Six weeks. Ruth Bader Ginsburg died with only six weeks to go before the election. The timing could not have been worse.
She was a fierce champion of equal rights. She was an independent woman. She was a bad ass and the Notorious RBG. As only the second woman on the Supreme Court, she became a powerful symbol for girls and women, with her lace collar and ambitious life stacked with impressive accomplishments.
She was someone for young women to look up to, an icon who made it to the top of her class at Columbia Law School. She was a co-founder of the Women’s Rights Project at the ACLU and in 1993, she began her tenure on the Supreme Court.
RBG was the only Supreme Court justice to reach a 40% approval rating. The highest ratings that the remainder of the judges have received were in the measly high teens (Statista, 9/11/2020).
Needless to say, a collective “Noooooooo!” was yelled into the void by those who looked to her to keep things sane. Democracy, in a lot of ways, was being held together by this 87-year-old woman. The collective wind was sucked out of America’s guts.

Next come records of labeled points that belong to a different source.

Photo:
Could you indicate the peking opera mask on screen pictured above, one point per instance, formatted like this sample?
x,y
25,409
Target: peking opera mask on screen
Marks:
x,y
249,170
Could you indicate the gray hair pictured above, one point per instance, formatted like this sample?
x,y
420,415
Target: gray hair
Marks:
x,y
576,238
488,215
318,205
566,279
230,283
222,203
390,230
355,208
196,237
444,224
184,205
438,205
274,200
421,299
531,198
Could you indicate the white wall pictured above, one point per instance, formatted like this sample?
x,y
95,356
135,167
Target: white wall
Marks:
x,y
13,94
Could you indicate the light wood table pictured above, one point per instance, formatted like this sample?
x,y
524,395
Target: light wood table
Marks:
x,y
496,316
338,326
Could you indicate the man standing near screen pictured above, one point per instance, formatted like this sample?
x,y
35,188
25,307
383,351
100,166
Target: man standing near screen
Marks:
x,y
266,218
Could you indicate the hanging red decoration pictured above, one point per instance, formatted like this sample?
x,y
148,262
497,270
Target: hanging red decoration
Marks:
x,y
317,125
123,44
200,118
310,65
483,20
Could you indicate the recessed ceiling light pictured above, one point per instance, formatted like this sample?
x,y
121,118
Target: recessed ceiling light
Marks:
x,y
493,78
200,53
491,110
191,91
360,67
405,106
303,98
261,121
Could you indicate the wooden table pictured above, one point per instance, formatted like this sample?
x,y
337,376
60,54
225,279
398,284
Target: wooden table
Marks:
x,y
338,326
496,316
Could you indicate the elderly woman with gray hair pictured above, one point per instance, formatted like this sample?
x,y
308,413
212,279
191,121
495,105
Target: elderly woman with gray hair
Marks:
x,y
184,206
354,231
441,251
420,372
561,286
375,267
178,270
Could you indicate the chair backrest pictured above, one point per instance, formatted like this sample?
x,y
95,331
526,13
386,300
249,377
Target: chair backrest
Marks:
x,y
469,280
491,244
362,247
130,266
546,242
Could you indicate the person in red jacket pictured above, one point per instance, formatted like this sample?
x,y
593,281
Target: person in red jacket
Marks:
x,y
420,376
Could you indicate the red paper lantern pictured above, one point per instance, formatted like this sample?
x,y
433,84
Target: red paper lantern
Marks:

(The fact that the very core of democracy was relying on an ill, old woman is a story for another day.)
When news of her death hit, chatter among my friends and like-minded family was the same: WE ARE TOTALLY SCREWED.
And we are, but not in the way that most people think.
When she died, my husband said, “Well, you can say goodbye to abortion rights.” And he wouldn’t be wrong with this assessment. Republicans have been rubbing their greedy little hands together, eagerly awaiting the day that the Supreme Court would be theirs.
Her replacement could finally tip the scale: Roe vs. Wade, which deems a woman the constitutional right to a safe abortion, could finally be overturned.
These concerns are valid, but there are more immediate concerns at hand.
As I said, she died with only six weeks to go before the election. An election that is fraught with propaganda about voter fraud, threats of voter intimidation at polls by Trump supporters and efforts by the Trump-appointed head of the Post Office to make it harder to use mail-in ballots.